In fact, Mr. Hersch (pictured above holding a game box) seems to have put a great deal of thought into this trivia game -- from the box to the game pieces, and everything in-between. FYI, Boom Again costs $45 (including shipping and handling) and can be ordered on its own website, BoomAgain.com.

The game's pieces include an “insert adapter” from the era of 45-rpm records that made a record player capable of accommodating the large center hole of a 45; a replica of a “Students for Kennedy” campaign button from the 1960 presidential race; a genuine metal skate key; a replica of a Vietnam War-era dog tag; and a roach clip (which Hersch insists is a “working” replica).

To anyone who is reading this TV Blog and asking what this board game has to do with television, then the answer is: Many of its 2,200 questions are about television, and television commercials -- from the 1950s through the 1970s.

According to the press materials, Hersch was once a real estate developer in Los Angeles who caught the board-game bug when he observed how successful the old Trivial Pursuit game had become.

He decided to embark on the business of creating “party games” -- what he characterizes as “social-interaction board games.” His various creations include Taboo, Outburst, SongBurst, Super Scattergories, ScrutinEyes and many others. 

In Boom Again, players not only answer questions. They also are asked to collaborate on various answers such as compiling a short list of favorite “I Love Lucy” episodes or singing out loud together.

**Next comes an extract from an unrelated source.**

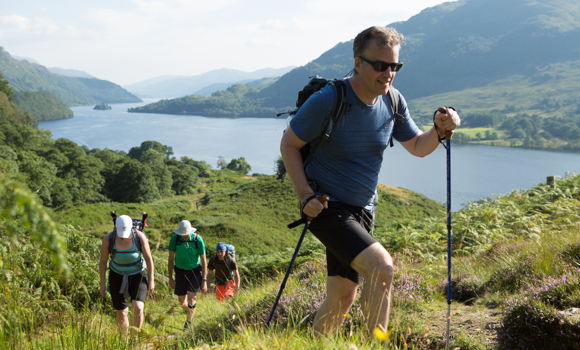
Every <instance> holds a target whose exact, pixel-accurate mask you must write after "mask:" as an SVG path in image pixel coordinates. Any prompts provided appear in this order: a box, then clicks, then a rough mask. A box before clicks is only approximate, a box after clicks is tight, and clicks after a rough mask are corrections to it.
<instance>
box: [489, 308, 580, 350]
mask: <svg viewBox="0 0 580 350" xmlns="http://www.w3.org/2000/svg"><path fill="white" fill-rule="evenodd" d="M578 339H580V323H575V322H572V321H569V320H566V319H563V318H562V317H561V316H559V315H558V314H557V313H556V312H555V311H554V310H553V309H551V308H549V307H547V306H546V305H545V304H543V303H542V302H539V301H535V300H534V301H532V300H529V299H528V298H526V297H524V298H514V299H510V300H508V301H507V309H506V310H505V311H504V315H503V322H502V327H501V328H500V329H499V330H498V342H499V345H500V347H501V348H502V349H530V350H535V349H538V350H540V349H554V350H560V349H561V350H564V349H565V350H574V349H580V344H579V343H578Z"/></svg>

Hersch feels that a team-oriented, collaborative board game such as Boom Again is “lubrication for rusty social skills” -- a phenomenon many might be experiencing right now in the era of COVID-related isolation.

“The categories in the game are designed to be far less intimidating than Science, History, and Sports,” says the game’s press release. “They include: ‘Things We Heard,’ ‘Things We Saw,’ ‘Things We Learned in School,’ ‘Stuff We Learned on the Street,’ ‘News,’ and a multi-answer category called ‘Shout’.”

“At its most basic, a great board game has to be fun,” Hersch says. “Most traditional trivia games are only satisfying for the brainiacs who get to show off how smart they are. The rest of us just get intimidated. Where's the fun in that?”